In the wake of the 1994 ATR-72 crash in Roselawn, the FAA conducted more stringent ice tests. Stronger icing requirements were applied during the Transport Canada and FAA certification programs for the DHC-8 Q400, including ice shape size and location, even though the Canadian turboprop’s certification predated the FAA’s new icing standards.

Although speculation on the cause of the DHC-8 Q400 crash in Buffalo has centered on the presence of aircraft icing on the ill-fated flight, the NTSB will probe many other possible factors to the crash, including the quality and quantity of pilot training at Colgan Air. Safety Board investigator will piece together how a seemingly routine fight went fatally wrong in its last 26 seconds.

The NTSB will look into the type of training the captain and first officer received, how they performed, how many hours they flew in the seven days before the crash, how much rest they had and what they did in the 72 hours before the accident. They will even look at whether they drank any alcohol or took drugs, a routine question after any crash.

A new development in the DHC-8 crash that the NTSB and the FAA will look into involves the instrument landing system (ILS) at Buffalo International.

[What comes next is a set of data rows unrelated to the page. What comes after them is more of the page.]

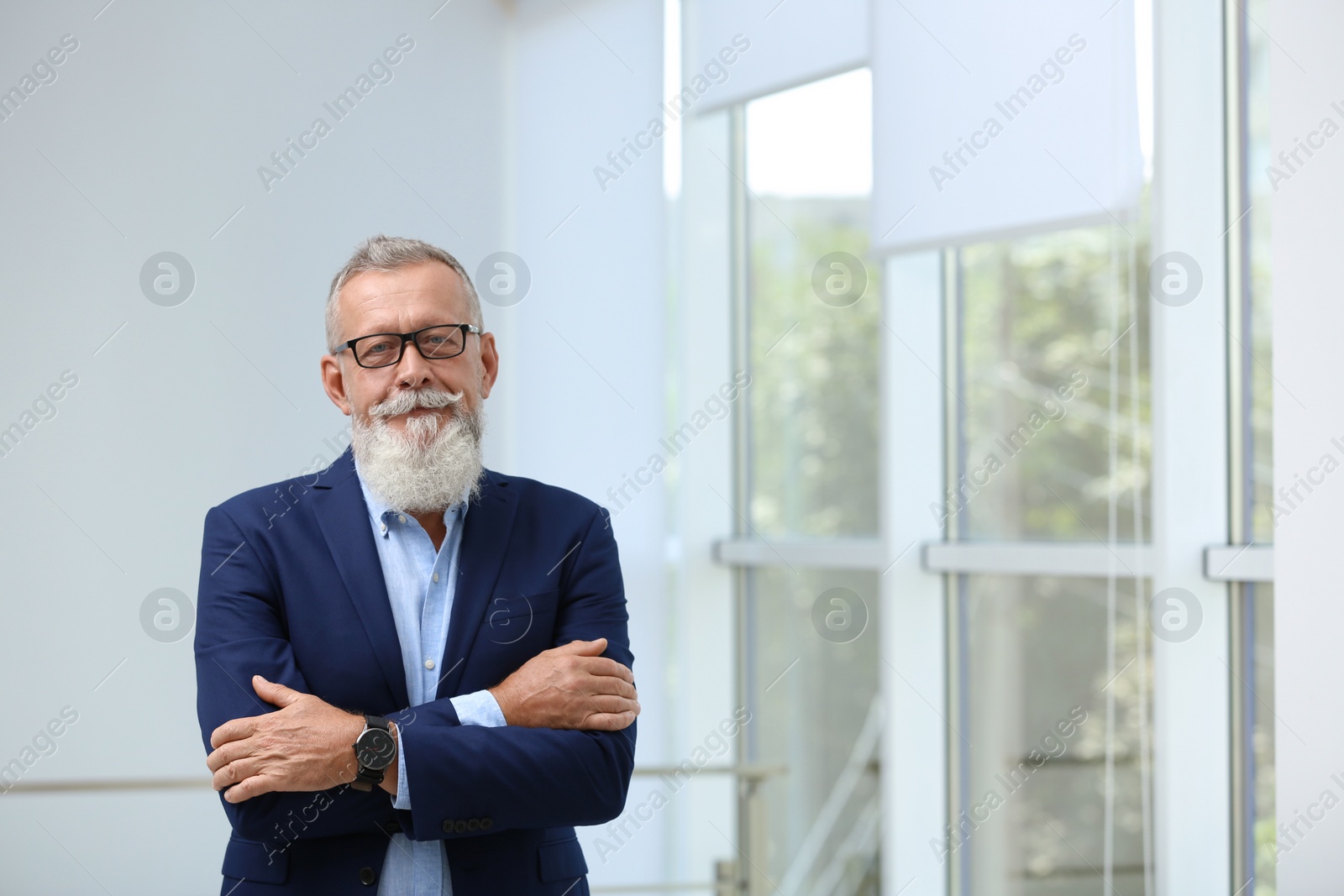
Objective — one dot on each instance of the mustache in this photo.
(407, 402)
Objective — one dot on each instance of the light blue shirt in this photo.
(420, 586)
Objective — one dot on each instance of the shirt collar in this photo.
(378, 511)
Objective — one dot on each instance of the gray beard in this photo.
(433, 464)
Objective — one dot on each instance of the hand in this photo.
(306, 746)
(570, 687)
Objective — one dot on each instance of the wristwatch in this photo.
(374, 752)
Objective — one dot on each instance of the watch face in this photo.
(375, 748)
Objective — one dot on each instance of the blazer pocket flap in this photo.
(561, 860)
(511, 606)
(255, 862)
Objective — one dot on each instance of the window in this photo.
(810, 636)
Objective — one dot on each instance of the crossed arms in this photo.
(564, 758)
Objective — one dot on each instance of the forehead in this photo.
(402, 300)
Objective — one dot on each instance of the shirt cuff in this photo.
(479, 708)
(403, 794)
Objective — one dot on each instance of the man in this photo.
(413, 672)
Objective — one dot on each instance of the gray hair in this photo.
(386, 254)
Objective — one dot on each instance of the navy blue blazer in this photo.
(292, 589)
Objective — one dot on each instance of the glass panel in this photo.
(812, 684)
(1039, 810)
(1261, 506)
(1257, 360)
(815, 312)
(1042, 322)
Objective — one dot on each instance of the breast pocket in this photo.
(517, 618)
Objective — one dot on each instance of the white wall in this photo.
(1308, 230)
(150, 140)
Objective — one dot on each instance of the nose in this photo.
(413, 371)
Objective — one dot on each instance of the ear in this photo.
(333, 380)
(490, 363)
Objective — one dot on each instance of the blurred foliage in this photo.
(815, 411)
(1037, 312)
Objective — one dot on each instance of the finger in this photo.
(249, 788)
(609, 685)
(581, 647)
(608, 721)
(233, 730)
(604, 667)
(606, 703)
(228, 752)
(234, 773)
(275, 694)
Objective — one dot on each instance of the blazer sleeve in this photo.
(241, 633)
(517, 777)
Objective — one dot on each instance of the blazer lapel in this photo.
(490, 521)
(343, 517)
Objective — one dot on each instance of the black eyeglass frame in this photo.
(412, 338)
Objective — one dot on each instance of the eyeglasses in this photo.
(433, 343)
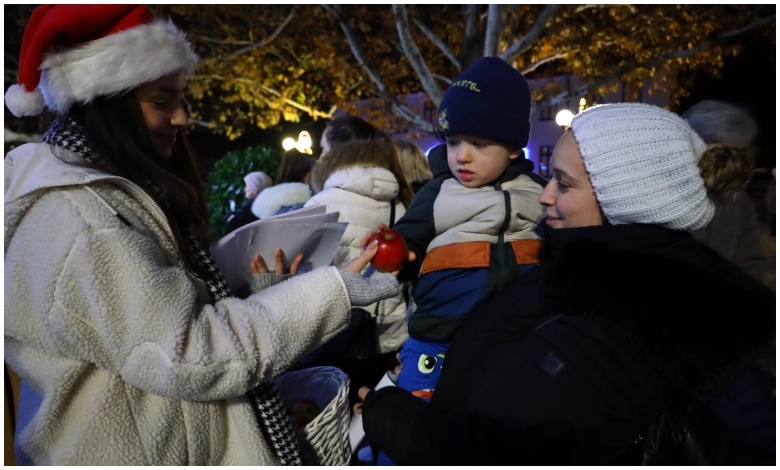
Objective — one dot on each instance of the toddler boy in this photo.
(474, 227)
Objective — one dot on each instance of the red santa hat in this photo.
(76, 53)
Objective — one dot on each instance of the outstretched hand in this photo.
(259, 267)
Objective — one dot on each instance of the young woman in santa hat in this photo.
(130, 346)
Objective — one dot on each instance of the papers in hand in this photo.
(309, 230)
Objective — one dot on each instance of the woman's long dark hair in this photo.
(115, 129)
(294, 167)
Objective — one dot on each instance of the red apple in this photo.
(392, 252)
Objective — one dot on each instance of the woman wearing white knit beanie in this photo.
(588, 358)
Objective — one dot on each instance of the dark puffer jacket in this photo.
(646, 311)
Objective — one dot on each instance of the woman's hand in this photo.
(258, 264)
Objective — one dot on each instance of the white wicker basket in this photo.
(325, 440)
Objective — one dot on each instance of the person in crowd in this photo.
(130, 346)
(363, 181)
(736, 234)
(474, 228)
(292, 189)
(577, 361)
(734, 231)
(414, 163)
(256, 182)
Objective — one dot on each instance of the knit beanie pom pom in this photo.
(22, 102)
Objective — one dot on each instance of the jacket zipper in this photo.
(507, 211)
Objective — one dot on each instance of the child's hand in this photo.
(258, 264)
(370, 234)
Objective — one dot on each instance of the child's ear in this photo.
(514, 153)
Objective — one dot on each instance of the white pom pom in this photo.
(22, 102)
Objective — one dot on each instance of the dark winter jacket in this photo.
(735, 234)
(646, 311)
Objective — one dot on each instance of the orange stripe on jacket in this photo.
(468, 255)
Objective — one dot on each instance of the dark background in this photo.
(747, 80)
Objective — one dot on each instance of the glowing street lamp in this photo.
(303, 144)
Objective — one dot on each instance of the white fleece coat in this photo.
(362, 196)
(125, 361)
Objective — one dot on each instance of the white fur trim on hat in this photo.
(22, 102)
(643, 164)
(115, 63)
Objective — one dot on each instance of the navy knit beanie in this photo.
(490, 100)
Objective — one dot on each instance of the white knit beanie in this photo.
(643, 165)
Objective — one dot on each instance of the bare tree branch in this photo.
(582, 8)
(470, 19)
(413, 54)
(723, 38)
(270, 91)
(265, 41)
(531, 67)
(495, 27)
(399, 109)
(438, 42)
(530, 38)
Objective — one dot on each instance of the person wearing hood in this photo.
(256, 182)
(625, 318)
(292, 189)
(364, 182)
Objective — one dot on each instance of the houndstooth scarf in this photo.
(269, 410)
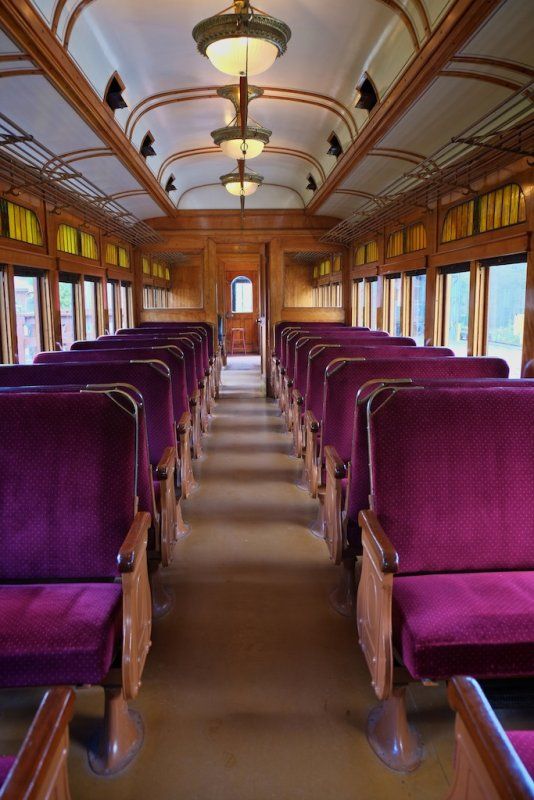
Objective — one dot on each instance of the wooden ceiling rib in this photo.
(464, 41)
(24, 25)
(455, 30)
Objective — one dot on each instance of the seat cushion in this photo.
(523, 744)
(6, 762)
(58, 633)
(479, 624)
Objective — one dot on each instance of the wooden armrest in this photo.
(184, 423)
(311, 421)
(380, 547)
(337, 466)
(374, 605)
(134, 545)
(41, 761)
(166, 464)
(485, 756)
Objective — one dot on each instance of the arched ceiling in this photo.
(309, 93)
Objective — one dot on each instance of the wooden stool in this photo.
(238, 337)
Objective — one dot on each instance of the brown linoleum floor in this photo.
(254, 688)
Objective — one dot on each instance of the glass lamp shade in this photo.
(234, 187)
(242, 55)
(233, 148)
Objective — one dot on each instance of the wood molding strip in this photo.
(463, 19)
(23, 24)
(480, 76)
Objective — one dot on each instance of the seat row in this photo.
(103, 433)
(423, 465)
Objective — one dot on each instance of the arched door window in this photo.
(242, 302)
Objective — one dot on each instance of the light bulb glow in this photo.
(242, 55)
(234, 187)
(233, 148)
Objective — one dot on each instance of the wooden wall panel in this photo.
(298, 285)
(187, 283)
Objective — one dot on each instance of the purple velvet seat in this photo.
(62, 523)
(6, 762)
(151, 379)
(177, 338)
(208, 327)
(321, 356)
(171, 357)
(452, 477)
(467, 623)
(63, 633)
(159, 332)
(421, 372)
(523, 744)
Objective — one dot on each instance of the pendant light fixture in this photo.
(241, 183)
(246, 42)
(237, 140)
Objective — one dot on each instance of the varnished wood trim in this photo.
(398, 9)
(268, 150)
(205, 185)
(463, 19)
(72, 21)
(506, 83)
(25, 26)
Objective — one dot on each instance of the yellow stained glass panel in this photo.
(111, 254)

The Southwest Airlines Pilots Association warned its pilots about “a potentially significant hazard” in landing at BUF, but the FAA says the well-known issue has no link to the Feb. 12 fatal accident and is not considered a safety hazard. The glide slope problem, which is not unique to BUF, results from uneven terrain near the airport. A hill of dirt on the right side of the ILS creates a distortion in the radio signal that guides aircraft to the runway.

The problem with the ILS on Runway 23 can cause aircraft to suddenly nose-up. The Colgan Air Dash 8 Q400 rose up 31 degrees just before it crashed, but the reason remains a mystery. Flight 3407 was on final to Runway 23, but the problem occurs when making a right turn to line up with Runway 23; the Continental plane was turning left. And the problem occurs when a plane is on autopilot.

Under a media microscope, Colgan Air felt compelled to issue a written statement regarding its pilot training and safety programs. Among other things, the company, a subsidiary of Pinnacle Airlines, said:

  • Colgan has instilled a systemic culture of safety throughout our organization that is rooted in significant investment in crew training, systems, leadership and equipment.
  • Our crew training programs meet or exceed the regulatory requirements for all major airlines. Our ground and air training is designed in coordination with the aircraft manufacturer.
  • Colgan has committed significant financial resources to upgrade aircraft safety, efficiency and quality in recent years.
  • The Q400 is a sophisticated, highly capable aircraft that is designed for cold-weather operations with a long, proven history of safe operations globally.
  • We continuously review our safety policies and training procedures as part of our everyday operations. In the wake of an accident, we are even more focused on ensuring our operations remain safe and have specifically reexamined our procedures for this aircraft. We have reinforced strict adherence to all of our flight operations policies, including flying during icing conditions.